En cas de non respect de cette législation anti-greenwashing, les annonceurs contrevenants auront une sanction financière. Après mise en demeure, ils devront s’acquitter d’une amende de 100 000 € (20 000 € pour les personnes physiques). Des montants qui pourront atteindre « jusqu’à la totalité du montant des dépenses consacrées à l’opération illégale »

Une obligation qui manque d’ambition

Lutter contre les entreprises qui veulent verdir leur image, voilà une noble cause. Mais ce décret et cette obligation sont bien trop light aux yeux de multiples ONG. La CLCV, association nationale de consommateurs et usagers, dénonce des mesures qui ne vont pas assez loin contre le greenwashing. Une de ses porte-paroles, Lisa Faulet, explique : « Mettre un QR code pour renvoyer vers le site, ça ne suffit pas. Il faut expliciter les mesures (de compensation) sur le même support et compléter la mention en expliquant que tout produit génère des gaz à effet de serre. Sinon, ça peut être mal interprété par le public qui peut penser qu’un produit n’a pas d’impact sur le climat. »

Surtout, on se retrouve loin du projet de loi initial proposé par la Convention citoyenne pour le climat (CCC). Celui-ci prévoyait carrément d’« interdire sur tous les supports publicitaires les produits ayant un fort impact sur l’environnement. » D’ailleurs, lors d’un vote sur la traduction de ses propositions par le gouvernement, les membres de la CCC avaient attribué la note de 2,6 sur 10 pour cette mesure.

TotalEnergies déjà dans le viseur

Si le décret sur la communication autour de la neutralité carbone n’entrera en vigueur qu’au 1er janvier 2022, des ONG sont déjà passées à l’action. Début mars, Greenpeace France, les Amis de la Terre France et Notre Affaire à Tous ont assigné TotalEnergies en justice. L’accusant de « pratiques commerciales trompeuses ». Elles estiment que « les communications de Total omettent l’impact environnemental du gaz fossile sur l’ensemble de son cycle de vie. »

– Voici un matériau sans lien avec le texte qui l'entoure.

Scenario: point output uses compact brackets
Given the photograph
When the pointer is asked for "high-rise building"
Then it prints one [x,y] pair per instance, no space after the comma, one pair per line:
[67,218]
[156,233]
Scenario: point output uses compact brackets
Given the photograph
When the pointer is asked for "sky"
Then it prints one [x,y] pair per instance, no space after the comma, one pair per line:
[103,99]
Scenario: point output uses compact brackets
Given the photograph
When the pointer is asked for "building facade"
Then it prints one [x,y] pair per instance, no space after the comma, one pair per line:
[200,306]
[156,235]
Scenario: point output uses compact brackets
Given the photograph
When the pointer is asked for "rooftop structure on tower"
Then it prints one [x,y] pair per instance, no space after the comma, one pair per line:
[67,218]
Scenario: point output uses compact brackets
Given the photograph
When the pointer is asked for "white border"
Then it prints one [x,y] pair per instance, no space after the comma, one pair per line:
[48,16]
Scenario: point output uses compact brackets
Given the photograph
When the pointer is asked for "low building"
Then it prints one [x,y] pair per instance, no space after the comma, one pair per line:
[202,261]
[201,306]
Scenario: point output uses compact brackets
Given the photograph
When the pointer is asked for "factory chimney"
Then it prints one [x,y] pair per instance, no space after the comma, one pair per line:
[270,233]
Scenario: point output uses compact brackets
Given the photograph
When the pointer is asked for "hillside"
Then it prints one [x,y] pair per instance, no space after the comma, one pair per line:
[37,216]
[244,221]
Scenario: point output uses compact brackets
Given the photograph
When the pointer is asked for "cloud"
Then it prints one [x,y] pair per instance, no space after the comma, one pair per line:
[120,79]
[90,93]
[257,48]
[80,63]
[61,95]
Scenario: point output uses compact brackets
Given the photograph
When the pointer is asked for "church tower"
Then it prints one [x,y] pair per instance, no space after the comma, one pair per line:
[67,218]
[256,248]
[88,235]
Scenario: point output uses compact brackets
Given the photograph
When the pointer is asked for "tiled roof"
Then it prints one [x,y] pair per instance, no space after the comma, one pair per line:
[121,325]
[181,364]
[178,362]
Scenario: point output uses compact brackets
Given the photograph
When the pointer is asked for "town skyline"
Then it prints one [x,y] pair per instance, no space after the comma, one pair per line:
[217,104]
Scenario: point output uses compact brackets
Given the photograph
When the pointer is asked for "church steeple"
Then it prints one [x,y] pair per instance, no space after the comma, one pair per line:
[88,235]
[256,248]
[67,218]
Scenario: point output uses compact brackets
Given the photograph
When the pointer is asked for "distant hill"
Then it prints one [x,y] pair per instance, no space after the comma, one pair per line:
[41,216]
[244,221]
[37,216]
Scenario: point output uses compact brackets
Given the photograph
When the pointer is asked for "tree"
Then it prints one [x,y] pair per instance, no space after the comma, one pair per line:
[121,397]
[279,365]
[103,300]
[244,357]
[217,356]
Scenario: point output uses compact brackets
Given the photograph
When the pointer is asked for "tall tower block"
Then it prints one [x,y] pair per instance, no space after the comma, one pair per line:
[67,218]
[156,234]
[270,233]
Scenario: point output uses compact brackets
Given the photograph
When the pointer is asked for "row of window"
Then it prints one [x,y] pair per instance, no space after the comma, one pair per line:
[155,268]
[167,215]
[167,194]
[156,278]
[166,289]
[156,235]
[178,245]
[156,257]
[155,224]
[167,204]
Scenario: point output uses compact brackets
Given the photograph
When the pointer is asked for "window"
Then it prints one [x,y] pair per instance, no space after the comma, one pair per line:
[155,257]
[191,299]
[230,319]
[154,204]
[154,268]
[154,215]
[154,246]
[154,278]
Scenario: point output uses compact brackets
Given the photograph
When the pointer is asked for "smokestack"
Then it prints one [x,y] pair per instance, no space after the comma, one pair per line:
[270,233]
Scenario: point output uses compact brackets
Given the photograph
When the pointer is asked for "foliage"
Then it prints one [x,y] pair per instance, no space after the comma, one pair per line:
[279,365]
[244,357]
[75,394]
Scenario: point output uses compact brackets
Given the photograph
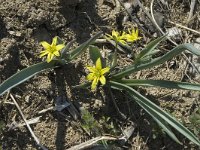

Les trois ONG, soutenues par l’association ClientEarth, dénoncent l’ambition affichée de TotalEnergies d’atteindre une soit-disant neutralité carbone d’ici à 2050 tout en présentant le gaz comme l’énergie fossile « la plus propre ». Et sans jamais rentrer dans les détails de son plan pour atteindre cet objectif carbone zéro en 2050. « TotalEnergies ne prévoit pas de baisse réelle et absolue de l’ensemble de ses émissions de gaz à effet de serre », a affirmé Lorette Philippot, des Amis de la Terre. Le jugement est en suspend.